Associate degrees require some core general education courses. Courses common to loss prevention degree programs address:
- Administrating asset protection and loss prevention operations
- Basics, history and theory of criminal investigation
- Investigative methods in private security
- Laws for private security protection
- Orientation to criminal justice and law enforcement
- Promoting safety in loss prevention
- Property security, risk analysis and safety
- Role of law enforcement in preventing and controlling aberrant behavior
- Security and other aspects of loss prevention
The U.S. Department of Labor Statistics (BLS) lists those who work in private security under the heading of private detectives and investigators. Employment for these professionals is expected to see a 11% increase between 2012 and 2022. As of May 2012, the median annual salary for private detectives and investigators is $45,740 (www.bls.gov).
Most states require private investigators and detectives to be licensed. There is a wide gap between state requirements. Several certifications are available. The Loss Prevention Foundation offers the Loss Prevention Qualified (LPQ) certification for anyone interested in the field, and Loss Prevention Certified (LPC) designation for management and executives. Both may be gained by passing stringent exams; preparation courses are available. Some schools accept the LPQ for bachelor's program credit and the LPC for master's credit.
For those with a bachelor's degree, ASIS International offers the Certified Protection Professional (CPP). Recertification every three years requires four continuing professional education (CPE) units each year.
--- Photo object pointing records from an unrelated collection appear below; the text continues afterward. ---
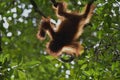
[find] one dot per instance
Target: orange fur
(64, 38)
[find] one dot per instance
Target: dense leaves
(23, 56)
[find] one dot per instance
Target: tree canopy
(23, 56)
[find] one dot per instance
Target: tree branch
(0, 42)
(36, 8)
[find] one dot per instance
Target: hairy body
(64, 38)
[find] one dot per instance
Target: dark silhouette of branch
(36, 8)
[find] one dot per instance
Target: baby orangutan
(64, 37)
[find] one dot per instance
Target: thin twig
(36, 8)
(0, 42)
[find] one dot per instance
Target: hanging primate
(64, 37)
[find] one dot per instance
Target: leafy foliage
(23, 56)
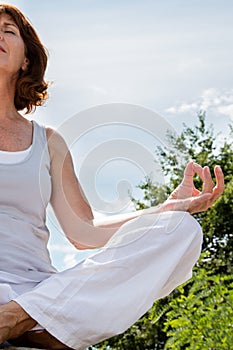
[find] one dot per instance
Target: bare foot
(14, 321)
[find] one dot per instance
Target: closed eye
(10, 31)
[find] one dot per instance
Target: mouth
(2, 49)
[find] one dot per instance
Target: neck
(7, 92)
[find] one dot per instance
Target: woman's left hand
(186, 197)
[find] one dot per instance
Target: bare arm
(74, 212)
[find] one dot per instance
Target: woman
(144, 257)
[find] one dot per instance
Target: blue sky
(173, 57)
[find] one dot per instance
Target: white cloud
(227, 110)
(212, 99)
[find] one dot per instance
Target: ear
(25, 64)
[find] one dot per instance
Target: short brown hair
(31, 88)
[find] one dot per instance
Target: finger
(200, 203)
(208, 183)
(219, 188)
(189, 172)
(198, 170)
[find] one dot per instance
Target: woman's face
(12, 48)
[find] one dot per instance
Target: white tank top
(25, 187)
(13, 157)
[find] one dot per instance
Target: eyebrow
(7, 24)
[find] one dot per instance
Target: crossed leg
(15, 325)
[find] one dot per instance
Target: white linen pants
(106, 293)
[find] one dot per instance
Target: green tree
(202, 319)
(207, 298)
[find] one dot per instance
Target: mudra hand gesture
(186, 197)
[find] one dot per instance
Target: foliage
(197, 315)
(202, 319)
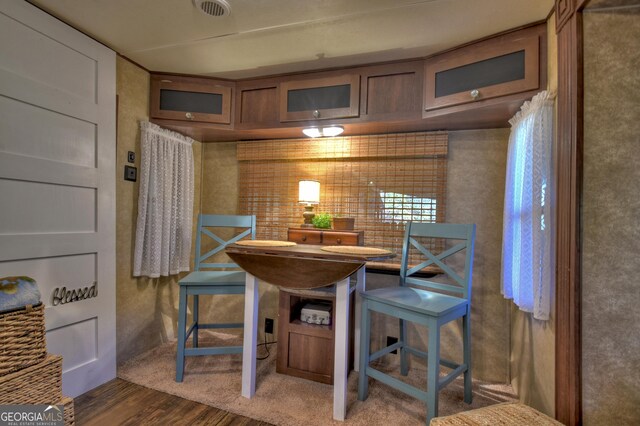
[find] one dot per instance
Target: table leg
(341, 351)
(360, 286)
(250, 336)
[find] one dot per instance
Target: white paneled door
(57, 184)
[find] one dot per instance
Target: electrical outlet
(130, 173)
(268, 325)
(390, 341)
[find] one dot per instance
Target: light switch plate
(130, 173)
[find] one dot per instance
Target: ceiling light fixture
(329, 131)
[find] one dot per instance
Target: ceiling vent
(216, 8)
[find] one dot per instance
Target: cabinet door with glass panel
(321, 98)
(493, 68)
(190, 99)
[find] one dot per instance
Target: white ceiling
(264, 37)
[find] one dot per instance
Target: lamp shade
(309, 191)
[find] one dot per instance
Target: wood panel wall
(569, 193)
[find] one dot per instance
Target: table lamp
(308, 194)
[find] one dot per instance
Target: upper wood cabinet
(190, 99)
(492, 68)
(321, 98)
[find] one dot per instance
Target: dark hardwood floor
(119, 402)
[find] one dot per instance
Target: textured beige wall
(611, 207)
(475, 194)
(532, 341)
(146, 309)
(475, 190)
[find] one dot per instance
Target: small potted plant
(322, 221)
(342, 223)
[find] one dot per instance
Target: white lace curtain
(527, 269)
(165, 203)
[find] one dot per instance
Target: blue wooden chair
(218, 278)
(427, 303)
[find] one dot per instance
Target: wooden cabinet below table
(306, 350)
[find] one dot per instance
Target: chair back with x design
(460, 285)
(211, 226)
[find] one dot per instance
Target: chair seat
(212, 278)
(414, 299)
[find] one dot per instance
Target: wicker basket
(23, 338)
(40, 383)
(69, 415)
(505, 414)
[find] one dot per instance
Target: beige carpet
(286, 400)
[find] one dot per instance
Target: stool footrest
(213, 351)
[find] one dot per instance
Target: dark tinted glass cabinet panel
(489, 69)
(181, 99)
(317, 99)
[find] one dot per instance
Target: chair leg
(466, 341)
(196, 305)
(365, 347)
(404, 358)
(182, 325)
(433, 370)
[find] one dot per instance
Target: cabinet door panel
(497, 67)
(184, 100)
(489, 72)
(319, 99)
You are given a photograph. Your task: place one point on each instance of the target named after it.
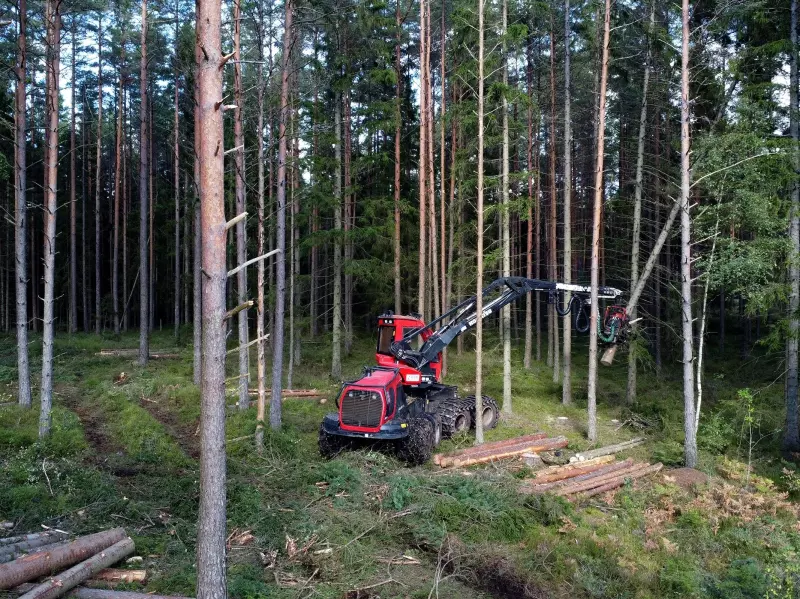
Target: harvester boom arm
(497, 294)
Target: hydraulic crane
(403, 401)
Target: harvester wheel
(491, 413)
(330, 445)
(455, 417)
(436, 421)
(417, 447)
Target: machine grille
(362, 408)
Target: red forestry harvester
(403, 401)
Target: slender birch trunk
(20, 224)
(53, 17)
(690, 441)
(637, 205)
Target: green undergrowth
(123, 453)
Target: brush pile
(48, 565)
(499, 450)
(591, 477)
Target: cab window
(385, 339)
(416, 342)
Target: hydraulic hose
(582, 320)
(613, 331)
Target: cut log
(485, 449)
(12, 555)
(120, 575)
(576, 475)
(504, 452)
(84, 593)
(606, 459)
(69, 579)
(50, 536)
(598, 481)
(295, 392)
(43, 563)
(134, 353)
(618, 482)
(488, 446)
(601, 451)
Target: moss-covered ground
(124, 452)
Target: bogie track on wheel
(402, 401)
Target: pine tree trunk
(553, 344)
(315, 278)
(280, 274)
(398, 297)
(637, 208)
(349, 211)
(125, 209)
(209, 144)
(98, 323)
(53, 16)
(596, 227)
(261, 368)
(479, 250)
(423, 155)
(20, 224)
(177, 178)
(117, 187)
(566, 390)
(151, 216)
(241, 206)
(84, 286)
(197, 266)
(506, 232)
(336, 358)
(690, 443)
(73, 208)
(791, 433)
(443, 269)
(144, 271)
(529, 298)
(187, 220)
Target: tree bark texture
(53, 16)
(280, 274)
(596, 226)
(144, 162)
(21, 217)
(209, 141)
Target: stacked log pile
(47, 565)
(586, 479)
(498, 450)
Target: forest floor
(124, 452)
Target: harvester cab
(403, 402)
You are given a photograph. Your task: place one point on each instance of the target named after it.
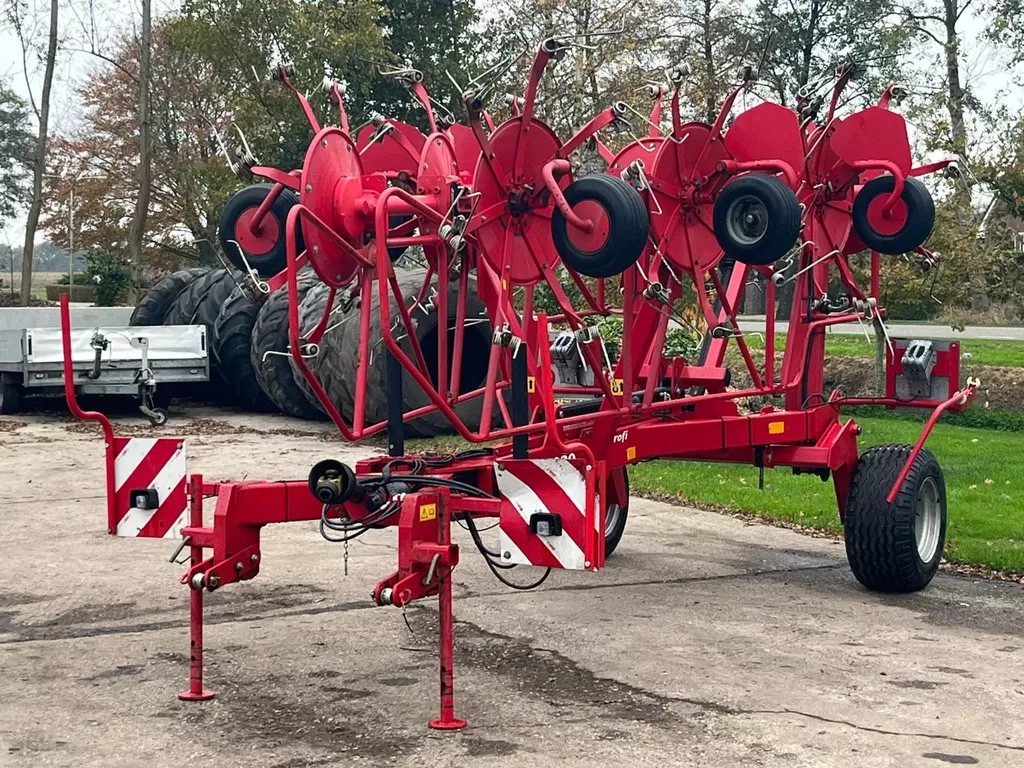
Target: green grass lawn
(984, 473)
(1010, 353)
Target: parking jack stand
(196, 690)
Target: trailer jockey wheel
(620, 232)
(264, 248)
(895, 547)
(907, 224)
(757, 219)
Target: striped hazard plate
(544, 487)
(142, 465)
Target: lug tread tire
(881, 544)
(628, 225)
(274, 371)
(783, 218)
(232, 350)
(158, 300)
(921, 215)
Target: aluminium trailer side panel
(176, 353)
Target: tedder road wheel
(615, 514)
(895, 547)
(264, 249)
(757, 219)
(158, 300)
(906, 226)
(621, 224)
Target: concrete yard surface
(707, 641)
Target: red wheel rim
(263, 240)
(883, 224)
(594, 240)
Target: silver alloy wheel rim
(747, 219)
(928, 519)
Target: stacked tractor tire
(251, 366)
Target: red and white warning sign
(150, 486)
(549, 494)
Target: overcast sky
(986, 70)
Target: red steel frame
(647, 407)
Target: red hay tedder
(696, 211)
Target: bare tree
(42, 112)
(136, 233)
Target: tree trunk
(39, 160)
(137, 230)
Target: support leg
(448, 721)
(196, 690)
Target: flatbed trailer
(108, 358)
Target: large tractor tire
(158, 300)
(895, 547)
(342, 359)
(270, 353)
(232, 350)
(310, 313)
(200, 304)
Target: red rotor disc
(331, 185)
(526, 211)
(684, 228)
(260, 242)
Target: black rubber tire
(158, 300)
(781, 218)
(310, 313)
(232, 351)
(273, 371)
(275, 259)
(200, 304)
(628, 224)
(881, 542)
(920, 209)
(10, 396)
(613, 535)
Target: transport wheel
(620, 235)
(10, 396)
(907, 225)
(265, 250)
(614, 517)
(159, 417)
(232, 350)
(270, 353)
(895, 547)
(161, 296)
(757, 219)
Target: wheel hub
(928, 519)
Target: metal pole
(71, 243)
(196, 690)
(520, 403)
(395, 422)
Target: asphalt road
(707, 642)
(905, 330)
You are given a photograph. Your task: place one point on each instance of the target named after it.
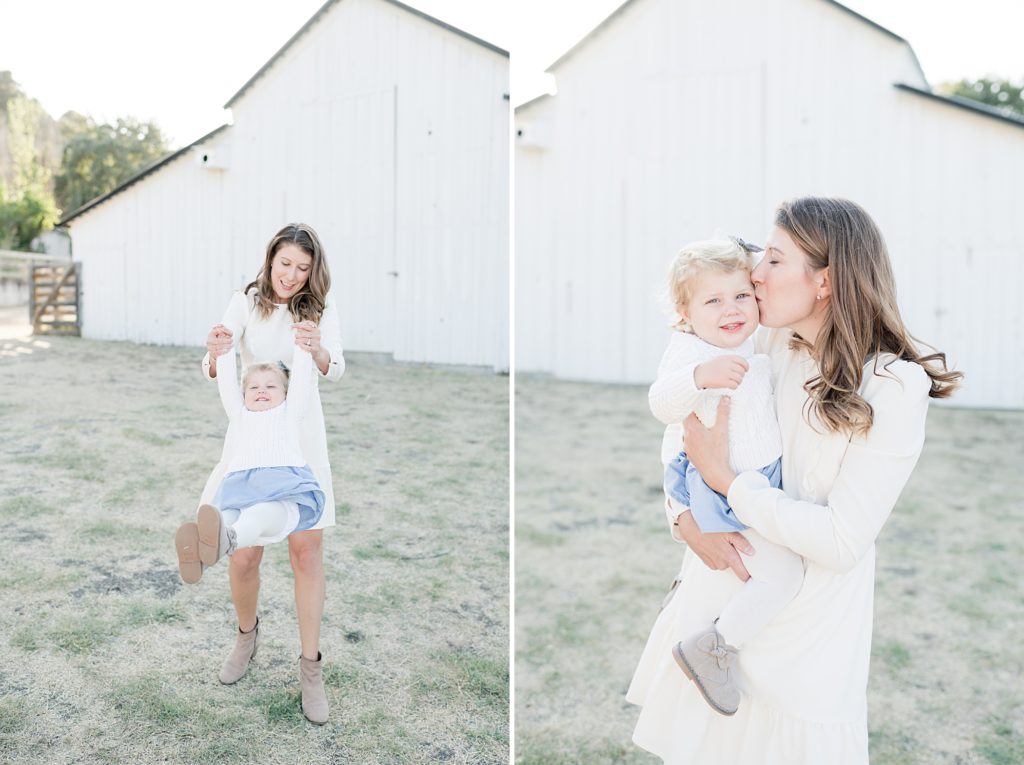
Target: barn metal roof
(617, 11)
(148, 170)
(317, 15)
(320, 14)
(966, 103)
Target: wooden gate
(54, 299)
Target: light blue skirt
(243, 489)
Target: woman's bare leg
(243, 572)
(306, 552)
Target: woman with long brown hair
(852, 391)
(288, 304)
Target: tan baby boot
(215, 539)
(238, 661)
(707, 660)
(186, 546)
(313, 696)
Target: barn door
(53, 298)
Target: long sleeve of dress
(674, 393)
(227, 384)
(300, 383)
(872, 473)
(330, 327)
(236, 316)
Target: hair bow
(745, 245)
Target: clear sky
(177, 62)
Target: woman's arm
(223, 336)
(300, 383)
(872, 474)
(333, 366)
(228, 386)
(718, 550)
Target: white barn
(386, 130)
(676, 120)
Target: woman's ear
(824, 284)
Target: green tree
(993, 92)
(99, 158)
(25, 217)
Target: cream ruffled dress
(804, 677)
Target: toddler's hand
(218, 341)
(724, 372)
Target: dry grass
(107, 657)
(593, 561)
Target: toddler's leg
(776, 576)
(264, 519)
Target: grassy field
(594, 559)
(107, 657)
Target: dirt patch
(593, 562)
(108, 657)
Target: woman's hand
(218, 341)
(708, 449)
(723, 372)
(719, 549)
(307, 337)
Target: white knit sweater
(755, 439)
(268, 438)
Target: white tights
(266, 521)
(776, 576)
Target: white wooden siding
(385, 132)
(682, 120)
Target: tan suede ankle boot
(238, 661)
(314, 705)
(708, 661)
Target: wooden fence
(51, 284)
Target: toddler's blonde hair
(696, 258)
(279, 369)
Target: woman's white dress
(272, 340)
(804, 677)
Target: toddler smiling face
(264, 387)
(722, 309)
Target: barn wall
(724, 111)
(385, 132)
(416, 115)
(155, 256)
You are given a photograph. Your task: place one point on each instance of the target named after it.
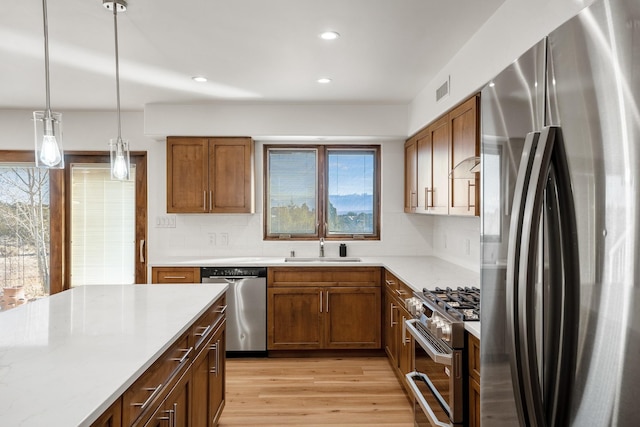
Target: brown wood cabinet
(210, 175)
(398, 343)
(473, 344)
(175, 408)
(431, 155)
(410, 175)
(433, 171)
(184, 386)
(175, 274)
(313, 308)
(465, 144)
(208, 381)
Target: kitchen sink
(322, 259)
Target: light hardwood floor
(352, 391)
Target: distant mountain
(356, 203)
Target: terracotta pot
(12, 297)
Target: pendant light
(118, 148)
(47, 124)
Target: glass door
(106, 222)
(102, 226)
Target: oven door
(436, 382)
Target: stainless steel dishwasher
(246, 307)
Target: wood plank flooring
(351, 391)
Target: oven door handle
(437, 356)
(420, 398)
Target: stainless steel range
(437, 381)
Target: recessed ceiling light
(329, 35)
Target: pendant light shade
(118, 148)
(47, 124)
(119, 154)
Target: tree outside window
(24, 234)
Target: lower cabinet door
(174, 411)
(294, 318)
(217, 372)
(352, 317)
(208, 377)
(200, 387)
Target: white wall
(401, 234)
(515, 27)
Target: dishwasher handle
(218, 279)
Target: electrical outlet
(166, 221)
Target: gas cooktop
(461, 303)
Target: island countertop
(66, 358)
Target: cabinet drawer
(322, 276)
(175, 275)
(204, 327)
(153, 385)
(397, 287)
Bachelor's Degree in Insurance and Risk Management
For people interested in working in loss prevention in insurance companies, bachelor's degrees in insurance and risk management are the most common option. These programs offer a foundation of business courses. An understanding of the global insurance industry is presented. Insights for using objectives of risk management to support the objectives of an organization are a focus.
Some programs are offered online, and may require an associate degree in business administration, or two years of college credits. A college GPA of 2.25 or higher is generally required. Some programs require applicants to have had coursework in information technology, macroeconomics, microeconomics, accounting principles and business statistics.
Courses specific to insurance and risk management are required, in addition to general business courses. Risk management and insurance courses may include:
- Decision-making processes for insurers and consulting firms
- Examination of major causes of liability losses and finding risk treatments
- Examination of major causes of property losses and finding risk treatments
- Government regulation of insurance
- Integrating risk management processes with risk control and financing techniques
- Internship in risk management and insurance
- Laws of torts, contracts and agency
- Principles of insurance
- Processes of risk management and financial planning options
- Risk control
Loss control representatives in insurance companies are listed under the banner of management analysts by the BLS. Job opportunities for management analysts are expected to increase by 19% between 2012 and 2022 due to a high demand for those who can assist with controlling expenses and increasing efficiency within companies. The BLS notes that these analysts earn a median salary of $78,600 per year.
The most prominent certification in insurance risk management is the Professional Risk Manager (PRM) designation from PRMIA. Four exams must be passed to earn this designation. The exams may be taken singly over a period of two years if necessary. PRMIA offers online, in-house and classroom training programs, as well as webinars.
The Global Association of Risk Professionals (GARP) offers the Financial Risk Manager (FRM) certification. The two FRM exams cover nine major topics in risk analysis. Study materials and practice exams are available, as is a list of available courses to aid in preparation for the exams. These are located around the world; some are online. GARP has a Continuing Professional Education (CPE) program that offers a total of 40 CPE units. Other training is also available.